En Zambrano, el fracaso del hombre Chaplin está en el reconocimiento no de reír, sino de dejar de regalar, a los que lloran, «la gracia de reír. Y a los que ya no pueden llorar ese gesto magistral, que vale por todo un tratado de Filosofía, el encogerse de hombros mientras los pies trazan una pirueta» (2007: 163). Para ella, el hombre Chaplin, a través de esta película solo busca justificarse. ¿Y de qué?, se pregunta:

Tan solo de no haber sido como Don Quijote o como Charlot, de no haber andado por los caminos y por las callejas sin nombre dando su alma en lugar de proyectado su sombra en las pantallas encerradas en unas salas donde es necesario pagar la entrada para verla. Y se vuelve sobre su Arte, pidiéndole cuentas de no haber sido acción redentora que borre del mundo la miseria y el dolor (2007: 163).

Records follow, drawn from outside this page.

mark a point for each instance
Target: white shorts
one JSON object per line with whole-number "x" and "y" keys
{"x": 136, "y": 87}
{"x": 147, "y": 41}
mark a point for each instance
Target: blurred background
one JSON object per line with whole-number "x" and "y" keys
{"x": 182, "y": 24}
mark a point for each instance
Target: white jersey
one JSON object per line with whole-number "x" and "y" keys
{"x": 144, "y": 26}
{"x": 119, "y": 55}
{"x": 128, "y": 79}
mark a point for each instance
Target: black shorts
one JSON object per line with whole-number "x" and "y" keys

Y es que, en Zambrano, el fin último del clown o del payaso es el de buscar, en medio de la multitud, al hermano. Al doliente, al necesitado. Y decirle: estoy aquí.

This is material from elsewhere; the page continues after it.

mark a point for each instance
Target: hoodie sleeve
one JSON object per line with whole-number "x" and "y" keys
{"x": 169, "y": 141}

Chaplin, Arendt y la sospecha

Hannah Arendt encuentra el cine de Charles Chaplin como «uno de los productos más singulares del arte moderno» (2016: 53), inspirado por «la falta de sentido político y la obstinación en el obsoleto sistema de hacer de la caridad la base de la unidad nacional», así como por «el pueblo más impopular del mundo» (2016: 53); sin embargo, no explicita a qué pueblo se refiere, con lo cual, la interpretación queda abierta. Puede ser uno en particular, quizá el alemán, o todos. Ella, expulsada de su tierra natal por ser judía, se identifica con otro al que reconoce en una condición similar. Aunque mira al «payaso o bufón» —por su condición de paria—, centra mucho de su análisis en el actor Chaplin que es, como ella, judío, aunque él «siempre mantuvo un ambiguo silencio cuando le preguntaban si era judío» (Cabrera, 2013: 300).

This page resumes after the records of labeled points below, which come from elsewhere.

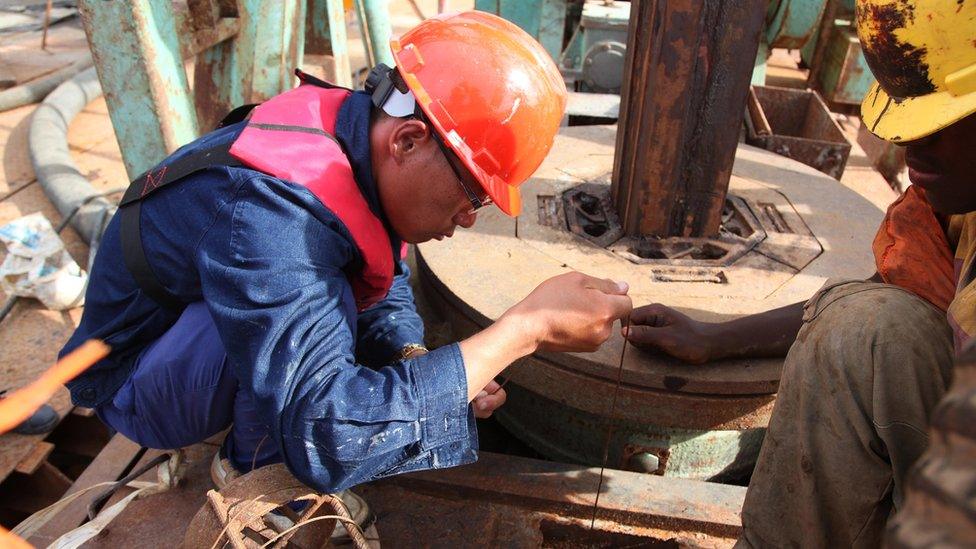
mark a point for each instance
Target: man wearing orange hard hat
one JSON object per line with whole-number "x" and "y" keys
{"x": 255, "y": 277}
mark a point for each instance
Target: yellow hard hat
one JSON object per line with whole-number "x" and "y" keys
{"x": 923, "y": 54}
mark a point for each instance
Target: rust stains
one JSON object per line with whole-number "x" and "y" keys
{"x": 900, "y": 66}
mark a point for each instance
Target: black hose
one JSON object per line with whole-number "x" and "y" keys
{"x": 36, "y": 90}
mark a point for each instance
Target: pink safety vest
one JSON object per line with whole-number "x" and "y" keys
{"x": 298, "y": 127}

Al igual que Arendt, Rosa Chacel define el arte de Chaplin como «íntegramente judío», quizá el único que «conserva su independencia total» de las reglas hollywoodenses (2007: 69). Es por ello, en consonancia con la visión de Chacel, que su cine no resulta un producto cualquiera de la cultura norteamericana. Dice Chacel:

El cine de Charlie Chaplin es el único cine judío que no copió nunca el teatro, que empezó produciéndose con la técnica americana, con su balbuceo y su elementalidad. Solo su tipo fantochesco es como todo arte judío abstracción.

Pero Chaplin le inserta magistralmente en el mundo americano, crea climas y escenarios de la vida bárbara del pueblo en formación por donde discurre el muñeco extra-humano que parafrasea un espíritu secular (2007: 69).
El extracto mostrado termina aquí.